Сократ умер смиренно, не пожелав бежать из уважения к законам города, и на протяжении веков являл собой пример непревзойденного мужества. Западная культура воспринимала философа как образец для подражания и даже сравнивала с Христом, еще одним величайшим эталоном бесстрашия. Однако сходств между этими фигурами не так уж и много. Из Нового Завета мы узнаем, что Иисус мог избежать гибели, но не счел возможным. Собственно, как и Сократ. На этом аналогии кончаются. Образ истерзанного Христа мало чем напоминает невозмутимого, бесстрастного мудреца, полного театрального спокойствия. Перед смертью Сократ беседует с друзьями о философии. Иисус же, следуя по крестному пути, исходит кровавым потом, терзается страхом и тоской. Он боится и умоляет Отца Небесного пронести мимо чашу страдания. Христианское мужество не похоже на величественную, холодную, эстетически безупречную античную стойкость.
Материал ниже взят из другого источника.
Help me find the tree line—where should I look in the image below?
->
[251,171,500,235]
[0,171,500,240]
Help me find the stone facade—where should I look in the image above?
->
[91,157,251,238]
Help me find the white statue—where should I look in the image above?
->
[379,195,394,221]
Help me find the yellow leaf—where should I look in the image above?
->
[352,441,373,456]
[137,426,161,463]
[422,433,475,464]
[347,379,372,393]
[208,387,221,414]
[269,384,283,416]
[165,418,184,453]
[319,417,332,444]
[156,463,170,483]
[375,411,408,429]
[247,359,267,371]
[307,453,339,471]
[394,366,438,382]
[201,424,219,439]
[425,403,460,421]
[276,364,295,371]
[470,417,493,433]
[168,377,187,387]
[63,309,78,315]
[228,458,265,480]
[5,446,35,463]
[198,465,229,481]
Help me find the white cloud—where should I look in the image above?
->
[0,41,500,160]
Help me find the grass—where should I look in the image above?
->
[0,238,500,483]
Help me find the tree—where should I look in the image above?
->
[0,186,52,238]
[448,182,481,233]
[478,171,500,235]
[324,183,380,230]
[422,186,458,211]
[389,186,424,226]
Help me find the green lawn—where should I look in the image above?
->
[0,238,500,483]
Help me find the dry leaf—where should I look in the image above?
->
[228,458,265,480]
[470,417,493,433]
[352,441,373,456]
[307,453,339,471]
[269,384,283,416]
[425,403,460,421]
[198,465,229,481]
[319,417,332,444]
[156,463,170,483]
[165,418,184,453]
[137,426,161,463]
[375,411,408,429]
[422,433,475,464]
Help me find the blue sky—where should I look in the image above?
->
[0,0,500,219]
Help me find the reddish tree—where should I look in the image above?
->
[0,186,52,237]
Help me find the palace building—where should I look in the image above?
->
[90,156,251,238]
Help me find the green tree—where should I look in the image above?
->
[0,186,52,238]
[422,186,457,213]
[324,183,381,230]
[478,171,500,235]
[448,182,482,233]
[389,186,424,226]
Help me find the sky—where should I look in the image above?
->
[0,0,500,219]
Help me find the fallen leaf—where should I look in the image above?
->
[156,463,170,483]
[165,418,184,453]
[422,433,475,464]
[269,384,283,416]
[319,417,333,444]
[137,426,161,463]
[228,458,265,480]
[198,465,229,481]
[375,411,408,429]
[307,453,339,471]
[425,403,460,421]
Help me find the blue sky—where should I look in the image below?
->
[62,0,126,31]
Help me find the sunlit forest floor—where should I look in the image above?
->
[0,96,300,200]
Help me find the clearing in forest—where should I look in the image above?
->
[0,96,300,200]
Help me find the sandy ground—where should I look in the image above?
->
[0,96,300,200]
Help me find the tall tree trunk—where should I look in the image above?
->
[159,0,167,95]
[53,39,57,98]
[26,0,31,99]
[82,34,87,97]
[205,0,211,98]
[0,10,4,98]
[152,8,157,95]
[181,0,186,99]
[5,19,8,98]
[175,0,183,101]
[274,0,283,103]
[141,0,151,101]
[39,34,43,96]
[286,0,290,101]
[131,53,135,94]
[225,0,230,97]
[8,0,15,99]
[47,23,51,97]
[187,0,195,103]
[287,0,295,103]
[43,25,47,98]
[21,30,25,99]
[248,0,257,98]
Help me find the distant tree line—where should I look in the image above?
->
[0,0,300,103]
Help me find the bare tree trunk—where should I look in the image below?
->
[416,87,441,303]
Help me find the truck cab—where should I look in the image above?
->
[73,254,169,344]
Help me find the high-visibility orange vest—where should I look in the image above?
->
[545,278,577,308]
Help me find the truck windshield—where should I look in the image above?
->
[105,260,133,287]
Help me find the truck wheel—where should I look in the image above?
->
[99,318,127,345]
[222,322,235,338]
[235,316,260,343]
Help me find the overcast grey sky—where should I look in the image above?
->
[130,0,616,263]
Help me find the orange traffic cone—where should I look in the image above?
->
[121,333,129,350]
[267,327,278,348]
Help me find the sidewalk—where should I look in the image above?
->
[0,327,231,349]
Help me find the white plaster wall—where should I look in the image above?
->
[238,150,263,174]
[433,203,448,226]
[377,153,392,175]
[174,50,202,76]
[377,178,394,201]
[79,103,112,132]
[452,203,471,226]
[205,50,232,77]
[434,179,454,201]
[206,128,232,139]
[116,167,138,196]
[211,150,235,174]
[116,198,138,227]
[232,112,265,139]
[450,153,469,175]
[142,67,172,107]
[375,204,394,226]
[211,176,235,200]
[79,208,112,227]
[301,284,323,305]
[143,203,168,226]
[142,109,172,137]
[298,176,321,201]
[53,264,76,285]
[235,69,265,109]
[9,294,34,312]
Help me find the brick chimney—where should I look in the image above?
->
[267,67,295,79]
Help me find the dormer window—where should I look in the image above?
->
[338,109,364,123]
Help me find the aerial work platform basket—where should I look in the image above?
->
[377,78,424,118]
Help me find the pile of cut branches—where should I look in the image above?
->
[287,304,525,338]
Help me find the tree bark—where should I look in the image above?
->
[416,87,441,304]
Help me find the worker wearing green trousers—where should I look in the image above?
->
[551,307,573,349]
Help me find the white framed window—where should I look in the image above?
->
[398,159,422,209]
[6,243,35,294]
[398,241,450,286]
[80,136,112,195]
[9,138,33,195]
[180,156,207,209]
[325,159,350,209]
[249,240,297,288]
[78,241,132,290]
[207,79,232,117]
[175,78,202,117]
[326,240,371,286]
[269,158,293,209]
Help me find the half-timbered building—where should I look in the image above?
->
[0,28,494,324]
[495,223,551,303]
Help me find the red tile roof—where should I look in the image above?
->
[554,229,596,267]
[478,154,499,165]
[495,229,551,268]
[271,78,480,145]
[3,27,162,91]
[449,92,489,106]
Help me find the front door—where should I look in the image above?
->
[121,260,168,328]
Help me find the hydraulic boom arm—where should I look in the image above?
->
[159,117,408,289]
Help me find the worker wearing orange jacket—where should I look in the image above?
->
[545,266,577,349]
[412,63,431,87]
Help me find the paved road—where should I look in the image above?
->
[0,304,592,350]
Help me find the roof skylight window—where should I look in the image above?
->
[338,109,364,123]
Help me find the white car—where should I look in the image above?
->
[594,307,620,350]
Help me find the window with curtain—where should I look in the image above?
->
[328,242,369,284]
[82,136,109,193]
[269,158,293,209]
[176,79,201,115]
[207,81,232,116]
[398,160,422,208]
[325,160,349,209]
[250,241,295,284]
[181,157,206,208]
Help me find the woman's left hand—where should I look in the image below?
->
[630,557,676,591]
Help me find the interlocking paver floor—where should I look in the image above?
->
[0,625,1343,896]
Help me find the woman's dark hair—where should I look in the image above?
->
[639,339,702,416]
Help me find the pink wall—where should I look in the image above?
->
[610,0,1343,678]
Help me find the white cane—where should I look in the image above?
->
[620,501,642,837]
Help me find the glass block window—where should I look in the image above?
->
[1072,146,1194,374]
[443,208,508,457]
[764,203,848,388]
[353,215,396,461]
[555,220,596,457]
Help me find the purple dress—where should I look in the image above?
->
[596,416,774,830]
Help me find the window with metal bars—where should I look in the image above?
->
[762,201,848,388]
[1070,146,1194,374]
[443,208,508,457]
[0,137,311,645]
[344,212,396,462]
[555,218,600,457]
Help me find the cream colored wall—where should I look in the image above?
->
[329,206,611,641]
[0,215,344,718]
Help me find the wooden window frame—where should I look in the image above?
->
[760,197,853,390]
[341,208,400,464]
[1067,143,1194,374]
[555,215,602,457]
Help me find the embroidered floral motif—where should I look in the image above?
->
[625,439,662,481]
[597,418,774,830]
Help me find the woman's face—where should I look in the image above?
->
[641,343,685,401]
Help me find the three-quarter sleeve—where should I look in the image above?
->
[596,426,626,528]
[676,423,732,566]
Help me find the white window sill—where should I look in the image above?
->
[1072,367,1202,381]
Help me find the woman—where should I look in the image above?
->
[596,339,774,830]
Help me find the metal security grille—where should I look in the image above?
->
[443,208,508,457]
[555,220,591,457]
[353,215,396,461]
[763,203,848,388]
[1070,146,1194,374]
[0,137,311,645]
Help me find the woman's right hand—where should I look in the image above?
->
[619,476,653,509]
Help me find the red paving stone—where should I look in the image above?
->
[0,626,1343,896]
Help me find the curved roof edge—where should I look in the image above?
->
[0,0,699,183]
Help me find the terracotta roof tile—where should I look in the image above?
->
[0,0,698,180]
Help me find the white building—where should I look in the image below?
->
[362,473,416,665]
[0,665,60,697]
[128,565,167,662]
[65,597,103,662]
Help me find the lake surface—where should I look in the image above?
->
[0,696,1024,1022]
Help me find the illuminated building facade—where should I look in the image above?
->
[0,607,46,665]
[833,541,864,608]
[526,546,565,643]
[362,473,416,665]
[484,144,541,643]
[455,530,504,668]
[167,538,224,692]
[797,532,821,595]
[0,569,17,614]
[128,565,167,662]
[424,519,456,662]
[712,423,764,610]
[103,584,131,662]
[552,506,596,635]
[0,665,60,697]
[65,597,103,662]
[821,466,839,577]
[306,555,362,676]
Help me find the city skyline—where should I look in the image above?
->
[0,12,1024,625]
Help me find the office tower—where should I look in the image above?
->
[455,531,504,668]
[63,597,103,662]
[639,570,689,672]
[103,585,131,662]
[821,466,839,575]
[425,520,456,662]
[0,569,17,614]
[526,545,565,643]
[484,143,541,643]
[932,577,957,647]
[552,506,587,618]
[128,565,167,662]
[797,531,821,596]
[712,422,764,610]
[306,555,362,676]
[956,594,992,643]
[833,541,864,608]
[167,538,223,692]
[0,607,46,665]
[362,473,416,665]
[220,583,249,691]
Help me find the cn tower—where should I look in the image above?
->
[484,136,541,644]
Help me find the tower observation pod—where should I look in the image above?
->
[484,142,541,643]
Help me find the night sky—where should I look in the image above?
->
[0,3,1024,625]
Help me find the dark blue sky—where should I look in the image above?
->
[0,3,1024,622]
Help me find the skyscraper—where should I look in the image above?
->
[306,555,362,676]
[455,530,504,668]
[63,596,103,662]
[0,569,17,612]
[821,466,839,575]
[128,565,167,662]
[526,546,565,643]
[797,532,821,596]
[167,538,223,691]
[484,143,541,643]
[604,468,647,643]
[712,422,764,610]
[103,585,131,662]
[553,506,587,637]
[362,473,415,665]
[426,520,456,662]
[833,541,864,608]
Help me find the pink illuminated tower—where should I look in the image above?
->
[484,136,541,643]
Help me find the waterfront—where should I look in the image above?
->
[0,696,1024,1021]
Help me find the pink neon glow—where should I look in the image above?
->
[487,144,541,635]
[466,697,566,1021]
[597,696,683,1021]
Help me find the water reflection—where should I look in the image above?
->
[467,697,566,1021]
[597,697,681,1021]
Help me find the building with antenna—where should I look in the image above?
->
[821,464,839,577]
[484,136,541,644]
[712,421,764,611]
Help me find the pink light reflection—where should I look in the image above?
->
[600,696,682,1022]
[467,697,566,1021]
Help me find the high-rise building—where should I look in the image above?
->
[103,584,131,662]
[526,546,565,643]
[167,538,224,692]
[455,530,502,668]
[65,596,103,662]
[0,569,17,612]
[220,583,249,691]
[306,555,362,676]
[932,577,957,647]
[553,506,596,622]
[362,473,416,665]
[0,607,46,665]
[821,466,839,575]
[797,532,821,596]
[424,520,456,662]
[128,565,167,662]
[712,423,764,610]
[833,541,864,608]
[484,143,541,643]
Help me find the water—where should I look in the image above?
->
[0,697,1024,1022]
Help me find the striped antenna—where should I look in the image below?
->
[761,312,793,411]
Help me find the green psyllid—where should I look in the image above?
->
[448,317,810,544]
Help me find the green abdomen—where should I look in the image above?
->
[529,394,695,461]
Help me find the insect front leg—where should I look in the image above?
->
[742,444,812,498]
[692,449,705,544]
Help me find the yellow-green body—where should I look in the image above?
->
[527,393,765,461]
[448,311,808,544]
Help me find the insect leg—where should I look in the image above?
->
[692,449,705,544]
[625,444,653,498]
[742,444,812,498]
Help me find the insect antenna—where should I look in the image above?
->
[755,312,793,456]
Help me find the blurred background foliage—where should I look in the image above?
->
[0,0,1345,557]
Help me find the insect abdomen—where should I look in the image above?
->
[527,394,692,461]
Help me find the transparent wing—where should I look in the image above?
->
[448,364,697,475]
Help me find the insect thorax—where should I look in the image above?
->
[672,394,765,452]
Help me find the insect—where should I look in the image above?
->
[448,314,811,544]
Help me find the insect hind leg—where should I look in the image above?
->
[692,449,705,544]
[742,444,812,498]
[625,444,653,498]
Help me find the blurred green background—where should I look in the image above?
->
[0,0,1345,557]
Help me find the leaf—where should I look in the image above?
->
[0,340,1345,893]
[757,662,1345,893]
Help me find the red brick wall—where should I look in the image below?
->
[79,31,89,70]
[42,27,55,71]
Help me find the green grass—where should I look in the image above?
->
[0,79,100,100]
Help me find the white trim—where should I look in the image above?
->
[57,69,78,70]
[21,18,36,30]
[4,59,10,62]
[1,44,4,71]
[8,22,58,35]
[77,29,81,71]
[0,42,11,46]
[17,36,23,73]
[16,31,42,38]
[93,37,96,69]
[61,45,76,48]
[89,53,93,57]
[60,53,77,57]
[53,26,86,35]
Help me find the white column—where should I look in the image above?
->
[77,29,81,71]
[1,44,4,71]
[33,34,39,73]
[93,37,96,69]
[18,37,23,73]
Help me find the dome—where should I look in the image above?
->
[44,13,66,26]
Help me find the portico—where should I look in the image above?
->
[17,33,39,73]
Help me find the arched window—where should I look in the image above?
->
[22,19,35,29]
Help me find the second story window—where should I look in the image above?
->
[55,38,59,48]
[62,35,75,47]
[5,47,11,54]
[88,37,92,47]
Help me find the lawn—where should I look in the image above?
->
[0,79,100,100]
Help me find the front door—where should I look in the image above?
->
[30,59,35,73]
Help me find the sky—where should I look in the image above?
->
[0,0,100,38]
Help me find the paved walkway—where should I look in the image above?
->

Это смелость горькая, страдающая, трепещущая, такая смиренная, такая человеческая. В своих теологических изысканиях Кьеркегор довел тему смятения до крайности. В то время как философ-стоик демонстрирует полное самообладание и достоинство, красуется величием духа, точно королевской мантией или павлиньим хвостом, христианин чувствует себя слабым, сокрушенным, уязвимым. Но он надеется, что Бог придаст ему сил. Что невозможно для человека — мужество, например, — возможно для Создателя. „Когда будет оскудевать сила моя, не оставь меня“. Как сказал апостол Павел, „ибо дал нам Бог духа не боязни, но силы и любви и целомудрия“ (Тим. 1:7). Жития святых мучеников повествуют о несчастных дрожащих людях, переносящих страдания с необъяснимой отвагой, ниспосланной свыше.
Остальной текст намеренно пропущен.